SANTA ANA : Opening a Window to the Pacific Rim
In Veracruz, Mexico, more than 1,000 years ago, an unknown sculptor crafted a fearsome spectacle in ceramics, the statue of a grimacing seated priest wearing only the skin of a sacrifice victim, and with a human skull resting on his right palm.
Today, that statue is part of a pre-Columbian art exhibit that Bowers Museum officials hope will open a window to the past and help people today better understand their ancestors.
The Bowers Museum of Cultural Art boasts 70,000 works of pre-Columbian, African and Pacific Rim art, but before the public gets a glimpse of any of them, the artworks must be individually catalogued on computer and prepared for display, said museum curator Armand Labbe.
A staff of seven has worked for the past year to get the exhibits ready for the opening next fall of the 62,000-square-foot museum. Labbe said the museum’s exhibits will be a “potent educational force” and offer “a window from Orange County to a larger world, particularly the works of the Pacific Rim.”
When the museum opens to the public, visitors will behold rare treasures, including sculptures, paintings and artifacts that date back 2,500 years. About 2,000 of the 70,000 pieces will be on display at a time, but the frequently changing exhibits will allow visitors a fresh look each time they return to the museum at 2002 N. Main St.
One pre-Columbian piece of art that Labbe said would probably generate interest depicts a crowned female ingesting a hallucinogenic flower before her own sacrifice. By tradition, such human sacrifices were treated as royalty for one year before they were to die. Other pieces that should prove popular include figurines used in initiation ceremonies in West Africa that depict the original man and woman.
Other exhibits will be devoted to Asia and Micronesia, the arts of native Americans and the history of Orange County, Labbe added.
Labbe said the museum is taking the utmost care in preserving the works. The building has been climate-controlled at 67 degrees and 55% humidity to deter insects and otherwise protect the delicate works of gold, stone and textiles that will go on display. Safety netting surrounds the treasures to protect them from earthquakes.

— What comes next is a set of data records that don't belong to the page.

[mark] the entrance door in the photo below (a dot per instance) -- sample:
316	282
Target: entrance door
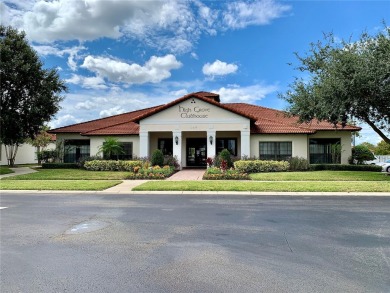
196	152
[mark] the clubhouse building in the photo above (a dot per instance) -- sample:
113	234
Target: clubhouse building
197	126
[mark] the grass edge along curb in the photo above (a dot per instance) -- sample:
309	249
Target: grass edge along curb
78	185
256	186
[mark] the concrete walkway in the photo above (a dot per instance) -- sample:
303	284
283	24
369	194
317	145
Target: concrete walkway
187	174
125	186
19	171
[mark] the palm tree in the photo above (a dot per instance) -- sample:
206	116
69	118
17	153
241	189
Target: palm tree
110	147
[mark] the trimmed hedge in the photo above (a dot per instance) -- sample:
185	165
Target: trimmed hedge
155	172
217	174
60	166
344	167
112	165
257	166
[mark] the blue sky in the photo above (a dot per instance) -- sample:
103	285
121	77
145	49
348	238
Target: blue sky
118	56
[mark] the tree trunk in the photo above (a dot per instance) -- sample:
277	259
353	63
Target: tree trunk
38	156
10	151
377	130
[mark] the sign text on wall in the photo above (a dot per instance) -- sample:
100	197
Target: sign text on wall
194	112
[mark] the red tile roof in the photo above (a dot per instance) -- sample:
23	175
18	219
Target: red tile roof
264	120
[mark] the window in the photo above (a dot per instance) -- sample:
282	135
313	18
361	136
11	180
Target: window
166	146
127	154
75	149
227	143
325	151
277	151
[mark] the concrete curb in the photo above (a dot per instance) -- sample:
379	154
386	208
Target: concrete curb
246	193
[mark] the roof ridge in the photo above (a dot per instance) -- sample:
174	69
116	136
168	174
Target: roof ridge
99	119
287	124
259	107
199	96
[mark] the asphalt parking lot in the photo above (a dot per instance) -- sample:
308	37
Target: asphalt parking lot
194	243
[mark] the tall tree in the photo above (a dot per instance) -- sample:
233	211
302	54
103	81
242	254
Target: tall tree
382	148
30	94
347	80
41	140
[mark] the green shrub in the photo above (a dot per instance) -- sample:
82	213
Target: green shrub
60	166
257	166
361	153
345	167
298	164
216	174
172	162
111	165
226	156
152	173
157	158
82	161
46	155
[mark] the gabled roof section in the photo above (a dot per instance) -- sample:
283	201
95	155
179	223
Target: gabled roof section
210	98
273	121
97	126
263	120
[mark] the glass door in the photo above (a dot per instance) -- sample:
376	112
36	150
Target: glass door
196	152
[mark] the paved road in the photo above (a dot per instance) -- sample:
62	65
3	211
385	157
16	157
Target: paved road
190	243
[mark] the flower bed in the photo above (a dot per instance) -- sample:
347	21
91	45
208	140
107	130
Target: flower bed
218	174
257	166
151	173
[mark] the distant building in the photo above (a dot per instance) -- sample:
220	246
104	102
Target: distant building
197	126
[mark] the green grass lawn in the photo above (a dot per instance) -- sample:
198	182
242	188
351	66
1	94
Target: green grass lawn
316	181
324	186
93	185
321	176
5	170
70	174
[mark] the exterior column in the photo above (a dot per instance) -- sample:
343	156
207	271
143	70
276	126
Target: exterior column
211	141
245	143
177	147
144	144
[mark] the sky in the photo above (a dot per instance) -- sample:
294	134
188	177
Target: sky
118	56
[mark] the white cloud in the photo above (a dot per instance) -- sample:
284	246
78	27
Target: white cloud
248	94
173	25
154	70
241	14
66	119
73	52
219	68
87	105
94	82
112	111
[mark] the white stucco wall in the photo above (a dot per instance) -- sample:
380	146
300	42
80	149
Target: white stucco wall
212	117
27	154
97	141
345	138
190	119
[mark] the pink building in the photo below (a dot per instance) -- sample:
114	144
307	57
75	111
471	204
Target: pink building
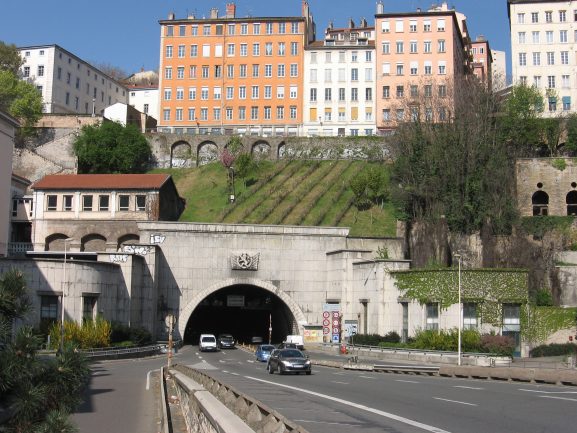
482	61
421	60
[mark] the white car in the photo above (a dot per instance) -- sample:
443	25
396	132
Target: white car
207	342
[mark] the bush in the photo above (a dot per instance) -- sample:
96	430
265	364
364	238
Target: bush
498	344
553	350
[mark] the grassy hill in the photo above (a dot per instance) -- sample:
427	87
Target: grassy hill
314	193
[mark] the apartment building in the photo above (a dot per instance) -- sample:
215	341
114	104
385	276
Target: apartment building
226	74
543	52
422	58
69	84
339	85
482	61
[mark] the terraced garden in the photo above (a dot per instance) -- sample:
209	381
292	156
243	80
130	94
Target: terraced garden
297	192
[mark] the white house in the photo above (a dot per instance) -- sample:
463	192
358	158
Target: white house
69	84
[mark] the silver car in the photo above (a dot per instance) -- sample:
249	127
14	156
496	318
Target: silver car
288	361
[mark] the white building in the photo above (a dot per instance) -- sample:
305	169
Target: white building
543	51
69	84
499	69
8	127
339	86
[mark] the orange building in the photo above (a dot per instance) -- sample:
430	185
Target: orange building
422	58
230	75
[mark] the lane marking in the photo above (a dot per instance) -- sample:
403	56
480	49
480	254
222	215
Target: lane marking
455	401
558	398
384	414
328	423
148	378
548	392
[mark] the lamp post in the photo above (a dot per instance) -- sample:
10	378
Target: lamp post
61	348
459	258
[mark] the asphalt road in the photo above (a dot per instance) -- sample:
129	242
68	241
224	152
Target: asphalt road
335	401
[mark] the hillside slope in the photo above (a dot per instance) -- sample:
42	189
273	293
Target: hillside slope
313	193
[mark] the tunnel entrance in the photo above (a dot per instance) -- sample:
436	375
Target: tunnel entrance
244	311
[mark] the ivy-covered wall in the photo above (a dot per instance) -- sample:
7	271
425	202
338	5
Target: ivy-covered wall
490	288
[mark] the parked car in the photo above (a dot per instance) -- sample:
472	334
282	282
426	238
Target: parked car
263	352
225	341
287	361
207	342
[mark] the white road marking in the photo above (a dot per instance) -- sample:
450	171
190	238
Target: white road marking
467	387
384	414
329	423
148	378
558	398
455	401
548	392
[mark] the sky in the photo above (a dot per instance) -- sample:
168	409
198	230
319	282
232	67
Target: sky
126	33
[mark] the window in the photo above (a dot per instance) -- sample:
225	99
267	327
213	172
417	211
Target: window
432	312
140	202
294	48
103	202
386	92
48	310
89	305
313	94
522	59
87	203
441	45
354	74
469	315
51	202
386	47
68	202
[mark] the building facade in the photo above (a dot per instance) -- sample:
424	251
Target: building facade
543	50
339	86
225	74
69	84
8	126
421	60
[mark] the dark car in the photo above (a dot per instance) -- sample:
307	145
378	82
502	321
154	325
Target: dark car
263	352
288	361
225	341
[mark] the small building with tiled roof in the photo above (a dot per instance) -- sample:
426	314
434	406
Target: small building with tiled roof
100	211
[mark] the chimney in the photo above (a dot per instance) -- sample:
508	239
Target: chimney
230	10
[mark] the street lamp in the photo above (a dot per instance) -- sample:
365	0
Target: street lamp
459	258
61	348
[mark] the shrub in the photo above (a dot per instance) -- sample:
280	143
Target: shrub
553	350
498	344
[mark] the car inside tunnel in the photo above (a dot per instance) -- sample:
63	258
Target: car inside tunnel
244	311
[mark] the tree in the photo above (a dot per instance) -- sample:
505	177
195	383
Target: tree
10	59
38	393
112	148
21	100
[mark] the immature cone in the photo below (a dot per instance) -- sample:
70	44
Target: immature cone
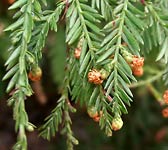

The heart of the museum’s computer catalogue system is a program that stores virtually limitless information about individual pieces of art, Labbe said. The program, called “Argus” after the vigilant 1,000-eyed beast of Greek mythology, tracks the pieces.
The system is linked to 33 museums nationwide. After the works are catalogued, researchers at any of them will be able to call up the information and print a copy of a photo at the push of a button, saving wear and tear on the original pieces.
The museum is privately run, although the city owns the land and contributes a sizable portion of its $3-million annual operating costs. Labbe said that over the next 15 years, the museum would be “slowly weaned” from the city as it becomes more self-sufficient through its gift shop, artifact-lending programs and donations.